A declaração é VERDADEIRA, porque os números são próximos aos informados pelo candidato. De acordo com levantamento do jornal O Estado de S. Paulo a partir de dados da Secretaria Municipal de Educação, havia em setembro de 2016, durante a gestão de Fernando Haddad (PT), um total de 133 mil crianças de zero a três anos aguardando por vagas em creches.
“Aumentei lá bastante o objetivo da Guarda Civil Metropolitana. Eu coloquei 2.000 guardas civis metropolitanos a mais.”
A declaração é VERDADEIRA. Desde o início de seu mandato, Nunes de fato nomeou 2.000 guardas civis metropolitanos. Foram convocados 1.000 guardas em 2023 e mais 1.000 neste ano — 500 em março e 500 em julho.
“No ano ado nós tivemos o menor índice de homicídios na nossa cidade.”
A alegação é VERDADEIRA. Segundo dados da SSP-SP (Secretaria de Segurança Pública do Estado de São Paulo), em 2023, a cidade de São Paulo teve o menor número proporcional de homicídios dolosos (quando há intenção de matar) registrados desde o início do levantamento, em 2001.
Ao todo, foram contabilizados 481 casos em 2023 — uma taxa de 4,21 a cada 100 mil habitantes. No ano anterior, a proporção era de 4,68 a cada 100 mil habitantes. Em 2001, ano recorde da série histórica, a taxa foi de 49,16 a cada 100 mil habitantes.

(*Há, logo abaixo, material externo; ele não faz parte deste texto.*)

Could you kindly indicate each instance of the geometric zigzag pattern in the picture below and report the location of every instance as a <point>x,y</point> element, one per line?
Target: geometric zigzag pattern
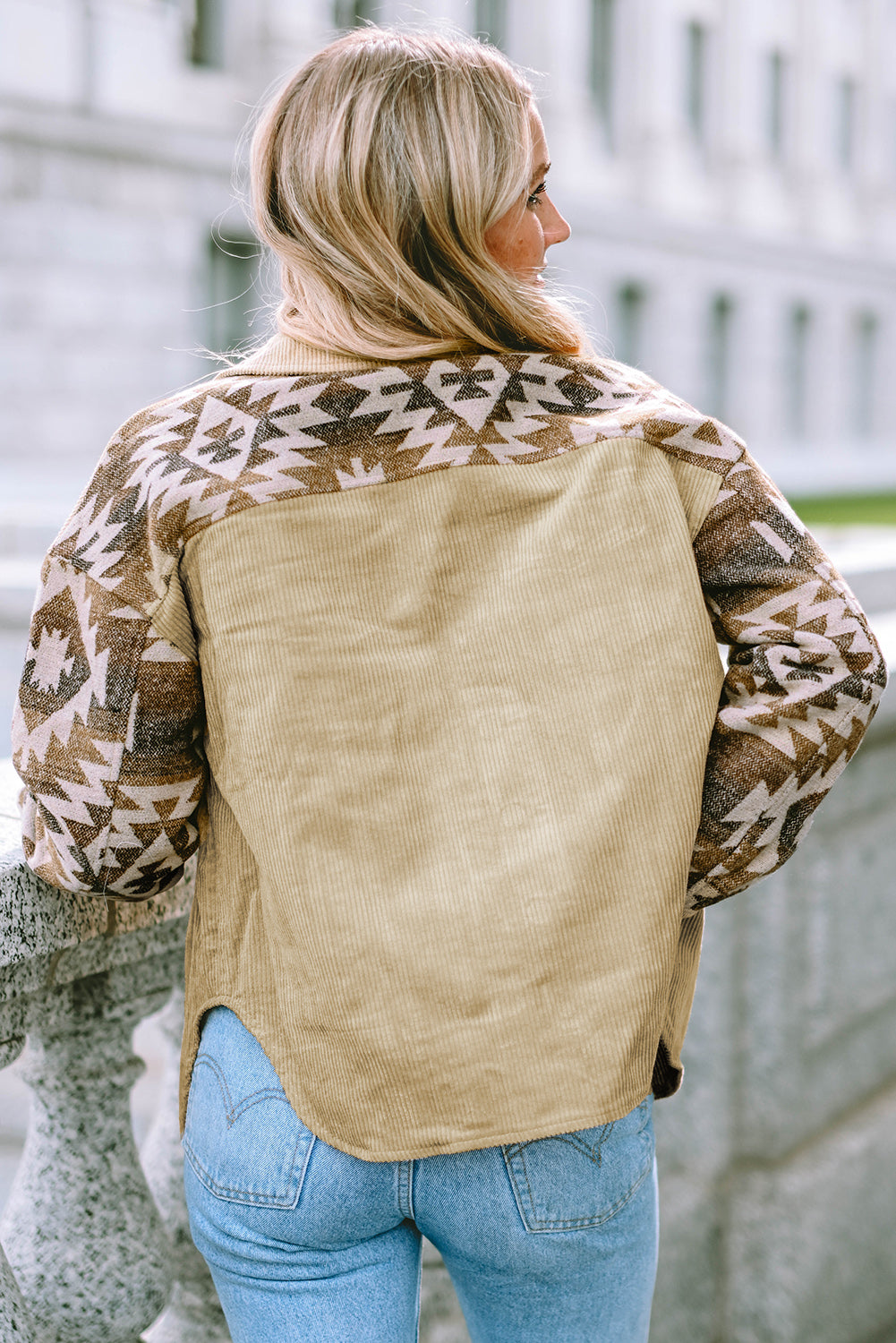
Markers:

A entrevista de Ricardo Nunes ao podcast Inteligência Ltda. foi transcrita pelo Escriba, ferramenta de inteligência artificial desenvolvida pelo Aos Fatos. A equipe leu a transcrição, selecionou as declarações checáveis e fez as verificações necessárias. Consultamos bases de dados públicas, projetos de lei, relatórios de pesquisa e outras verificações já realizadas por nós. A assessoria de Nunes foi procurada para comentar os resultados.
Atualização: este texto foi atualizado às 17h04 de 21.set.2024 para incluir posicionamentos enviados pela campanha de Ricardo Nunes.